Three other DA systems have also been described49: (i) a periventricular system arising from the dorsal motor vagus nuclei, nucleus of the solitary tract, periaqueductal and periventricular gray, and projecting to midbrain structures including tegmentum, tectum, thalamus,

and hypothalamus; (ii) an olfactory bulb system Inhibitors,research,lifescience,medical arising from the periglomerular cells in the olfactory bulb; and (iii) an incertohypothalamic circuit from the zona incerta to the hypothalamus. DA exerts effects at DA receptors, of which several subtypes have been identified, and, Inhibitors,research,lifescience,medical similarly to 5-HT and NE, DA is taken up into the presynaptic terminal via a DA Tenatoprazole? transporter (DAT). Interestingly, DA nerve terminals in the

prefrontal cortex of humans and other primates contain no DAT, and the DA signal is inactivated by uptake into nearby NE nerve terminals by NET For this reason, NE reuptake inhibitors increase DA availability in the Inhibitors,research,lifescience,medical prefrontal cortex. Along with 5-HT and NE, DA is catabolized by MAO. DA is a precursor for NE, but its role in depression has been far less scrutinized. CSF concentrations of the major metabolite of DA-homovanillic acid (HVA) – are decreased in depressed patients,50,51 and urine levels of 3,4-dihydroxyphenylacetic acid (DOPAC; another metabolite of DA) have been shown to be decreased in depressed patients52 and potentially Inhibitors,research,lifescience,medical associated with suicidal behavior.50 There is evidence from both brain imaging Inhibitors,research,lifescience,medical studies of the DAT53 and postmortem studies54 that DA neurons are

reduced in activity in depression.
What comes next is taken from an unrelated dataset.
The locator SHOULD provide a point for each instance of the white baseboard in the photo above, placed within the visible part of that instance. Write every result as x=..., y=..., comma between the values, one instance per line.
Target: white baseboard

Depression is highly comorbid with Parkinson’s disease, which is characterized by loss of DA Brefeldin_A cells in the substantia nigra and VTA; however, it should be noted that 5-HT and NE systems are also disrupted in Parkinson’s disease.55-57 Monoamine oxidase inhibitors (MAOIs), which have demonstrated efficacy in treating depression, decrease catabolism of all monoamines including DA. Certain medications that primarily affect the DA system, such as psychostimulants and pramipexole, also have antidepressant efficacy,58-60 particularly in bipolar depression. Future directions for monoamine systems research The monoamine deficiency hypothesis of depression has remained dominant for many years.